Para o professor, o elemento central da guerra digital moderna não é a figura estereotipada do hacker solitário em frente a um computador, mas a infraestrutura que sustenta as operações militares: satélites, drones, antenas, cabos submarinos. Tudo conectado e interdependente.

"Essa estrutura permite que diferentes forças militares operem de forma integrada, o que chamamos de interoperabilidade", diz Peron. "Proteger essa infraestrutura digital passou a ser tão importante quanto proteger sistemas de mísseis ou aeronaves. Sem isso, a capacidade de combate de um Estado fica seriamente comprometida”.

Mas, quanto mais centralizado é esse sistema de comando e controle, mais vulnerável ele se torna. Um ataque bem coordenado pode desmembrar a capacidade operacional de um exército inteiro sem disparar um tiro.

Hacktivistas “independentes”

Nos últimos anos, conflitos geopolíticos passaram a contar com um novo tipo de personagem: grupos de hackers que se apresentam como ativistas independentes, motivados por causas ideológicas, mas que na prática orbitam ao redor dos interesses de Estados.

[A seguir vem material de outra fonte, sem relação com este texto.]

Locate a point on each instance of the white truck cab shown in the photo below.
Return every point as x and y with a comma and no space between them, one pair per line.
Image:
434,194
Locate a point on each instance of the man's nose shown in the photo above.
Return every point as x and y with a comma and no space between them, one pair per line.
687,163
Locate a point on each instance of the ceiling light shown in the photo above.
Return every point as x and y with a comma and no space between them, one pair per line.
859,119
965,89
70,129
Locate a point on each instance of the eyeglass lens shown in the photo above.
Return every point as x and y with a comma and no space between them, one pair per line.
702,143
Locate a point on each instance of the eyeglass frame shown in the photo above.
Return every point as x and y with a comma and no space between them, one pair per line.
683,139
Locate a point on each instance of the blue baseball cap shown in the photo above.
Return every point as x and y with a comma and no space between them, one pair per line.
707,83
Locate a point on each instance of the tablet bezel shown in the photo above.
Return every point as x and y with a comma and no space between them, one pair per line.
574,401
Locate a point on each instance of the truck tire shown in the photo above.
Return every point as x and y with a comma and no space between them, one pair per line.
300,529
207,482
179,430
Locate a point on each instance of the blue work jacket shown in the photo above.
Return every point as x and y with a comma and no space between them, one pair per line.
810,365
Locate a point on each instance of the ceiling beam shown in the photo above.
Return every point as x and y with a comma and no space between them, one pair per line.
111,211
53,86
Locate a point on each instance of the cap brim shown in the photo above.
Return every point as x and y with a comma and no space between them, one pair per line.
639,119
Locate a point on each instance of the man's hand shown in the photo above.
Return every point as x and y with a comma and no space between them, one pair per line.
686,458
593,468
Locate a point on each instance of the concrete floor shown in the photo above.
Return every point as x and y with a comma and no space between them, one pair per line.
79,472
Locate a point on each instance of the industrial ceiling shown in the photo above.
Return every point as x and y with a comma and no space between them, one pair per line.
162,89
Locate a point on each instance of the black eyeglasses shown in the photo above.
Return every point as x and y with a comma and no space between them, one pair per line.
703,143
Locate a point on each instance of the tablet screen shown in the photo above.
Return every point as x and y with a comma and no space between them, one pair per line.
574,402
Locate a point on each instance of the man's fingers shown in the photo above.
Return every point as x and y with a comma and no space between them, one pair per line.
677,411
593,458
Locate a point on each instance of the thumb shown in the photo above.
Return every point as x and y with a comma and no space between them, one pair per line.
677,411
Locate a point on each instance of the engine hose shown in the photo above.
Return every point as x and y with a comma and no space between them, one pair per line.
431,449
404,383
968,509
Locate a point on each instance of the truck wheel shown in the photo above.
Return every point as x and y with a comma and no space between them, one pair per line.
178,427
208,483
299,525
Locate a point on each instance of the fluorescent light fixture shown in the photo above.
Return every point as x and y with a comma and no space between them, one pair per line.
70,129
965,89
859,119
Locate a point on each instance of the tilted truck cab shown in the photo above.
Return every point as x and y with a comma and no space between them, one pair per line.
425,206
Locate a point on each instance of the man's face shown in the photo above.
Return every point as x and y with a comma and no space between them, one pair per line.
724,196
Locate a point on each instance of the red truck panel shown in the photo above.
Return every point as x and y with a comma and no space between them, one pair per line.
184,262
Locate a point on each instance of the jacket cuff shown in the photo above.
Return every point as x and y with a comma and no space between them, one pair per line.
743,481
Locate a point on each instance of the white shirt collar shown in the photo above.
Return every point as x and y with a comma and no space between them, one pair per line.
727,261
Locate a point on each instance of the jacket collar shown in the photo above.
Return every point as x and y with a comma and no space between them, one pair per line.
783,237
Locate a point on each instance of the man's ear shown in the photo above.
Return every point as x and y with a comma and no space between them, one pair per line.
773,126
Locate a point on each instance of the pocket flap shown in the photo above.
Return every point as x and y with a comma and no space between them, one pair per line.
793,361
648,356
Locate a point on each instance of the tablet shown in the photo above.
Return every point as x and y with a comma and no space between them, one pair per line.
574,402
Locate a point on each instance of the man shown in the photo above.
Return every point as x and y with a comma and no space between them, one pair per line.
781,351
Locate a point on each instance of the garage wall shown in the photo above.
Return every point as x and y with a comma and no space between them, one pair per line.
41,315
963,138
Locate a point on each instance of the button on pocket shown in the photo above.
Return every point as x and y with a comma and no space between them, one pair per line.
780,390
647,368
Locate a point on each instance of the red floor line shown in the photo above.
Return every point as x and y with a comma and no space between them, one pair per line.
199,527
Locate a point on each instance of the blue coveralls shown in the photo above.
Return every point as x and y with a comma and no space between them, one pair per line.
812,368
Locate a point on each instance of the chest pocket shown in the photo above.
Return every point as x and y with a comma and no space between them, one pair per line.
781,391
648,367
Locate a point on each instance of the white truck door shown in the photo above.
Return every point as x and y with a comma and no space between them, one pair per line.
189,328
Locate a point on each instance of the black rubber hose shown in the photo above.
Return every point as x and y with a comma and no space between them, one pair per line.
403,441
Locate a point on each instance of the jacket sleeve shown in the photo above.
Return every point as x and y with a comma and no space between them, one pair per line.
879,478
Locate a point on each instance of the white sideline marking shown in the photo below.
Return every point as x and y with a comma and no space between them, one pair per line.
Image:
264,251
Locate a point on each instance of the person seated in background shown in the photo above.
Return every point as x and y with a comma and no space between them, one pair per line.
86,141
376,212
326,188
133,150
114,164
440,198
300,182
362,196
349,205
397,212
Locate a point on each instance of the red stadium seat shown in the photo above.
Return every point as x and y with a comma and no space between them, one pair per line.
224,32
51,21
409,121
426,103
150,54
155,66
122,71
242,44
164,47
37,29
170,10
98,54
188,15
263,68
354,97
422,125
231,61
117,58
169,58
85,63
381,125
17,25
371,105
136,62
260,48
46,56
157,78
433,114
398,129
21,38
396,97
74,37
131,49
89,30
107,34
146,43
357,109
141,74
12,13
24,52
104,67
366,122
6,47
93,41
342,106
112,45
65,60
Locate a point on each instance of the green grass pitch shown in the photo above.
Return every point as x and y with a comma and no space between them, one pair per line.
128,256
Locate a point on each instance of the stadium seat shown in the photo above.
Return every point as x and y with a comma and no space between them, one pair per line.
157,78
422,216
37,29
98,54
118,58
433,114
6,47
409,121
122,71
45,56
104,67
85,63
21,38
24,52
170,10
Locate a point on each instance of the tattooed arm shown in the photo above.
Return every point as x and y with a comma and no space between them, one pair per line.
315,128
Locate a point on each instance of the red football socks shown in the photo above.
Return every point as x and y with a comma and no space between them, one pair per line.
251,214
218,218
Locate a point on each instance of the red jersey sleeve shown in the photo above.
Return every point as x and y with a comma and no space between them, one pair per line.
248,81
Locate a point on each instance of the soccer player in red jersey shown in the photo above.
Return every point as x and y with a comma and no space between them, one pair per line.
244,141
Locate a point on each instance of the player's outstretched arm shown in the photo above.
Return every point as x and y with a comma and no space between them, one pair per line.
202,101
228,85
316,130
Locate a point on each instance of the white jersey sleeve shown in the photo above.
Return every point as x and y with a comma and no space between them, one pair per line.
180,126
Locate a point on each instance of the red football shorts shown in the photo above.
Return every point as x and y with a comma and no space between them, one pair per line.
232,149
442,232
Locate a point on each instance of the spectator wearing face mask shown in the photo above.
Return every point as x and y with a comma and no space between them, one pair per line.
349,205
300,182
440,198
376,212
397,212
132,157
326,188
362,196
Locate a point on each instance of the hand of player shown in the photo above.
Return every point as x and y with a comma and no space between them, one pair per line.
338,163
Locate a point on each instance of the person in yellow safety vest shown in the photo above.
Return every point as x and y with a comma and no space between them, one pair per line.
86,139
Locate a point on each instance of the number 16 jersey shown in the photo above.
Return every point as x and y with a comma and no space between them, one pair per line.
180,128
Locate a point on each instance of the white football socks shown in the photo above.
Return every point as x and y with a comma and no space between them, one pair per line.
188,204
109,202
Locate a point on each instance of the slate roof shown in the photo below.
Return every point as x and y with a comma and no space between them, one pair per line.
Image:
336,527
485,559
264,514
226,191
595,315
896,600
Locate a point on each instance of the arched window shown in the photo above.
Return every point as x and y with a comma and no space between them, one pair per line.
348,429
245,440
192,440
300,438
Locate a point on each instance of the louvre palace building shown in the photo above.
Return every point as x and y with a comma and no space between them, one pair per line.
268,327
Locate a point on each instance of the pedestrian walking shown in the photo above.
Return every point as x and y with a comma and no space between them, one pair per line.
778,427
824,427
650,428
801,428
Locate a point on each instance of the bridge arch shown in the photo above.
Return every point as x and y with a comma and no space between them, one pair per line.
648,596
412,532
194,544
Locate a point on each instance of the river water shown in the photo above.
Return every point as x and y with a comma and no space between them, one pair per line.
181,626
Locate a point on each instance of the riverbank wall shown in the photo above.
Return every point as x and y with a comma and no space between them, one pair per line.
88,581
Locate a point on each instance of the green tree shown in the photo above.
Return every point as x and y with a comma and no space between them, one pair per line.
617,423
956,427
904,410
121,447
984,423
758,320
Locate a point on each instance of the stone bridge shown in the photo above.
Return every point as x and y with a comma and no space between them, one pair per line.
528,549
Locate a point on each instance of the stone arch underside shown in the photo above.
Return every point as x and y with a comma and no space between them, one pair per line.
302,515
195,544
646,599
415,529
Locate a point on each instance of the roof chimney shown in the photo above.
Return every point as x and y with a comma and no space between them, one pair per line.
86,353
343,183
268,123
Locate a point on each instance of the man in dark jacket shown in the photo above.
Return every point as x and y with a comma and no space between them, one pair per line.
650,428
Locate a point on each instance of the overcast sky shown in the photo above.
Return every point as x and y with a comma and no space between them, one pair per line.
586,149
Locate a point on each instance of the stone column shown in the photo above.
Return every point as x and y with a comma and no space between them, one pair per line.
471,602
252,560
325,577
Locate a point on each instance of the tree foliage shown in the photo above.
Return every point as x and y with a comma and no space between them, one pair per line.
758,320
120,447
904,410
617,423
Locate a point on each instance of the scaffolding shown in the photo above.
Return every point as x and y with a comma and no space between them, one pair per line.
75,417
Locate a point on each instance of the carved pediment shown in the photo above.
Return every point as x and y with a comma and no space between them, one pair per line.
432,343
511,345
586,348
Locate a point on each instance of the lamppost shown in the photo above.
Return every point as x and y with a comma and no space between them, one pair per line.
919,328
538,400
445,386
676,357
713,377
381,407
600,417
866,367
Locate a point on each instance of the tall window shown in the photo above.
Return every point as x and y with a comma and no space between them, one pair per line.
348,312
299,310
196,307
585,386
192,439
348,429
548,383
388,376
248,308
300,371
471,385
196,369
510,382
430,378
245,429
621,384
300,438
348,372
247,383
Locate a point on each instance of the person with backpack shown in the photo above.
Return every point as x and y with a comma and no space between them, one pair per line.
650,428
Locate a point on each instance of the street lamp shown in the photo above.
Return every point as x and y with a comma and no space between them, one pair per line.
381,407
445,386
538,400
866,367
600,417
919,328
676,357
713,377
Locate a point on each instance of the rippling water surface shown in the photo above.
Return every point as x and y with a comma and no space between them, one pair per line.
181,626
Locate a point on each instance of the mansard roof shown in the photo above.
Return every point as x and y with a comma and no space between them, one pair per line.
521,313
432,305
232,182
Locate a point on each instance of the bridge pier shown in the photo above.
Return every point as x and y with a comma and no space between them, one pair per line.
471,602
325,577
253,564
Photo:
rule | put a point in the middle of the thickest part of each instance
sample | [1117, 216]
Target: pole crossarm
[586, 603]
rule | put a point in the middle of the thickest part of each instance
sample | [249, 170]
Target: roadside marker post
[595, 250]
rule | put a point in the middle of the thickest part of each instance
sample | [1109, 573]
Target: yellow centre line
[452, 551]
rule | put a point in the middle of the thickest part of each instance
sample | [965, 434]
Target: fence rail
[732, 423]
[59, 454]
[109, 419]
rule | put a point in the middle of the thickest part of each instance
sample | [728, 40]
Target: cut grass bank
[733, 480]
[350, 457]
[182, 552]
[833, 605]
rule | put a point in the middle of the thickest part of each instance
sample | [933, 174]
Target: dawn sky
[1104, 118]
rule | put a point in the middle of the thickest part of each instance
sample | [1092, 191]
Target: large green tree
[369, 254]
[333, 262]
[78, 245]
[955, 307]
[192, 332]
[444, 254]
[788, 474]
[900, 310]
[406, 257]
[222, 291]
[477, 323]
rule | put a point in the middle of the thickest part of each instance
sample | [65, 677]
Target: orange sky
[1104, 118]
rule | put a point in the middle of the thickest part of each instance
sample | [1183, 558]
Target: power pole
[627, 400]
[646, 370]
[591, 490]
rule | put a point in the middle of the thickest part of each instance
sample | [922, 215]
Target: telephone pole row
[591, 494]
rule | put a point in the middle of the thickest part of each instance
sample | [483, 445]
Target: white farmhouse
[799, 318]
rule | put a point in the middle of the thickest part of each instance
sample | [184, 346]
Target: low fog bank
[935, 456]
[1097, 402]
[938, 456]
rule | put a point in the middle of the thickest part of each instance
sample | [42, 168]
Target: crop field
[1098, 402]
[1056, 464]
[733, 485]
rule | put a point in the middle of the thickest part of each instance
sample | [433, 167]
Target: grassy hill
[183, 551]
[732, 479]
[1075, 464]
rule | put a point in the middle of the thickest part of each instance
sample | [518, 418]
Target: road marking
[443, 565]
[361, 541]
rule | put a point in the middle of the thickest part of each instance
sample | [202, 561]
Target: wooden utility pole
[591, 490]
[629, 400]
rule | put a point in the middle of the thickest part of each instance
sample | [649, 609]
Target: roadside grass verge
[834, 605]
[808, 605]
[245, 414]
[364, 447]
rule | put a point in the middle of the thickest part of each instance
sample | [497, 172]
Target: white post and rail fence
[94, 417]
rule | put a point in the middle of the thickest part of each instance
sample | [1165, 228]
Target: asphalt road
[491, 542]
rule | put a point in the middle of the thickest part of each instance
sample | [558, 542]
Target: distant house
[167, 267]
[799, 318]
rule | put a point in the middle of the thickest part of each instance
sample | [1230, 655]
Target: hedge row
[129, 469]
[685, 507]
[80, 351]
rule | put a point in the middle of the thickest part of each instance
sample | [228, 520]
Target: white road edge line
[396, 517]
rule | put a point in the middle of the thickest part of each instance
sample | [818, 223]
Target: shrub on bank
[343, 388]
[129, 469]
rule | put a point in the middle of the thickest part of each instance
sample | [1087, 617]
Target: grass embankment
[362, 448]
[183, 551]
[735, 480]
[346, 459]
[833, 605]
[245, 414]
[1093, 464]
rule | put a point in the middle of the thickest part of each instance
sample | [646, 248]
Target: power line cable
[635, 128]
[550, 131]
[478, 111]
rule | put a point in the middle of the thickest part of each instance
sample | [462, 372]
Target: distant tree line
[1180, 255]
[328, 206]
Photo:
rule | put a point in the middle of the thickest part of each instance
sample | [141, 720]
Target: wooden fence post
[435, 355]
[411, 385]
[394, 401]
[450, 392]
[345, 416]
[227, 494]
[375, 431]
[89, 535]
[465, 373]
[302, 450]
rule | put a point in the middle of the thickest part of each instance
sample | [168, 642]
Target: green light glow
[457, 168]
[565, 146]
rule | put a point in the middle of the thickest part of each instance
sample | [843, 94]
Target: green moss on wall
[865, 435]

A diferença entre esses grupos e operações diretamente patrocinadas por governos é técnica e estratégica. Para o diretor-geral da Sophos no Brasil, André Carneiro, hacktivistas costumam usar métodos mais simples e visíveis, como ataques de negação de serviço (DDoS), invasões de sites e vazamentos públicos, enquanto operações estatais empregam malware customizado, vulnerabilidades inéditas e técnicas avançadas de longo prazo.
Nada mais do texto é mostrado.